Karen Zwanch and Steven DeShong

Fractions are notoriously difficult for students to learn and apply, and division problems involving fractions tend to be challenging (Barlow & Drake, 2008). In particular, the meaning of fraction division tasks as either partitive (fair sharing) or quotative (measurement) adds an inherent complexity. In partitive tasks, a whole is divided into a number of groups and the quotient represents the size of the group. In comparison, quotative tasks require the division of a whole into groups of a certain size and the quotient represents the number of groups that result. This distinction adds a level of complexity to students’ understanding of fraction division, as the meaning of division influences the interpretation of the task and its solution (Fischbein, Deri, Nello & Marino, 1985). The learning of fractions, however, can be supported using manipulatives (Hackenberg, Norton, & Wright, 2016). Furthermore, although manipulatives tend to be used less in math classes by students in higher grade levels, the continued use of manipulatives is beneficial to students’ mathematical learning (Uribe-Florez & Wilkins, 2017). The purpose of this article is to demonstrate how one manipulative was used in a sixth-grade math classroom to support students’ understanding of fraction division, and more specifically, how this lesson was structured to incorporate teaching practices for “strengthening the teaching and learning of mathematics” (NCTM, 2014, p. 9).

This lesson was taught by Mr. DeShong, a preservice secondary mathematics teacher, during his middle school field experience. During this time, he was teaching 118 students who were grouped by ability into either sixth-grade math or advanced sixth-grade math classes. The manipulative—color square tiles—was chosen because of its flexibility in allowing students to create meaning and model mathematics in a variety of ways 1. The primary task used to explore fraction division was: You have 4-2/3 cups of hot chocolate powder. Each serving requires 2/3 cups hot chocolate powder. How many servings can you make? (Empson & Levi, 2011). Students were given approximately 20 minutes to work through the problem and were not given any instruction on how to use the color square tiles. Before reading about how students solved the task, try it yourself, and challenge yourself to find two strategies. Solving the task will help you engage with the students’ models and solutions as they are presented in the article, and understand how the lesson was structured around NCTM’s (2014) mathematics teaching practices.   Figure 1a. Most common arrangement of the color square tiles to model 4-2/3 cups. Figure 1b. Most common solution using the color square tiles to model 7 servings. Figure 1c.

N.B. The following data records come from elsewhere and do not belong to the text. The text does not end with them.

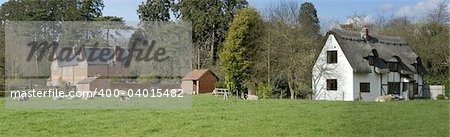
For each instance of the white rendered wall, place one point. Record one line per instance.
(342, 71)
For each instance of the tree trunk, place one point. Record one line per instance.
(198, 57)
(291, 90)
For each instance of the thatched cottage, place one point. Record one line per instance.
(362, 66)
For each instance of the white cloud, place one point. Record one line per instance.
(386, 7)
(420, 9)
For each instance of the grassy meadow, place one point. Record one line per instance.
(213, 116)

Unique arrangement of the color square tiles to model 4-2/3 cups.  Figure 1d. Unique solution using the color square tiles to model 7 servings. Figure 1e. A common solution error, in which students leave "leftover" hot chocolate powder (green tiles represent leftover powder).

Figure 1.
Each image shows how sixth-grade students modeled and solved the hot chocolate task using color square tiles.

Students’ Models.

Students’ models of the hot chocolate problem demonstrate the use and connection of mathematics practices (NCTM, 2014) by connecting their manipulative models to fraction division. The most common way that students used the color square tiles to model this fraction division problem was to create four groups of three tiles each, representing the four cups of hot chocolate powder. Students then commonly added an additional two tiles to their model to represent the additional 2/3 cups of hot chocolate powder. The ways that students arranged the tiles varied; the most common arrangement is shown in Figure 1a.

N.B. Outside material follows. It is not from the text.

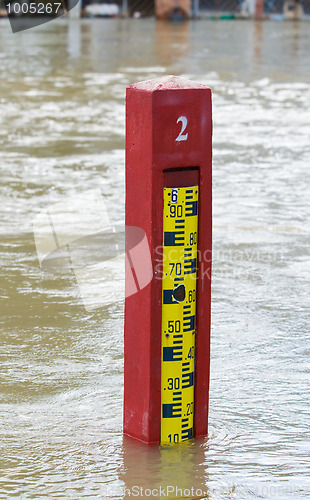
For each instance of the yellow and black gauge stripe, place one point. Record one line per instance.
(180, 236)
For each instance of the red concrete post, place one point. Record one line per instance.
(168, 144)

To construct any of the models in Figure 1, students needed to determine how many tiles should be used to represent one cup. To the teacher, it may seem obvious that students can use three tiles to represent one cup because the goal is to determine how many groups of 2/3 cups can be made; by using three tiles to represent one cup, two tiles can be used to represent 2/3 cups. Furthermore, it may be obvious to the teacher that the task is quotative in nature because students are measuring out 2/3 cups of hot chocolate powder at a time, and the quotient represents the number of groups, or cups of hot chocolate, that can be made. These determinations were cognitively demanding for students, however, as they had to coordinate the goal of modeling 4-2/3 cups of hot chocolate mix with the goal of measuring out groups of 2/3. Some groups initially tried to use one tile to represent one cup of hot chocolate mix. Some groups resolved this difficulty independently when they realized they could not represent 2/3 cups if one tile represented one cup. Other groups were prompted by Mr. DeShong to think about how they could use the tiles to “see 4-2/3 cups of hot chocolate.” Some students then tried using two tiles to represent a cup before finally deciding on three tiles to represent a cup.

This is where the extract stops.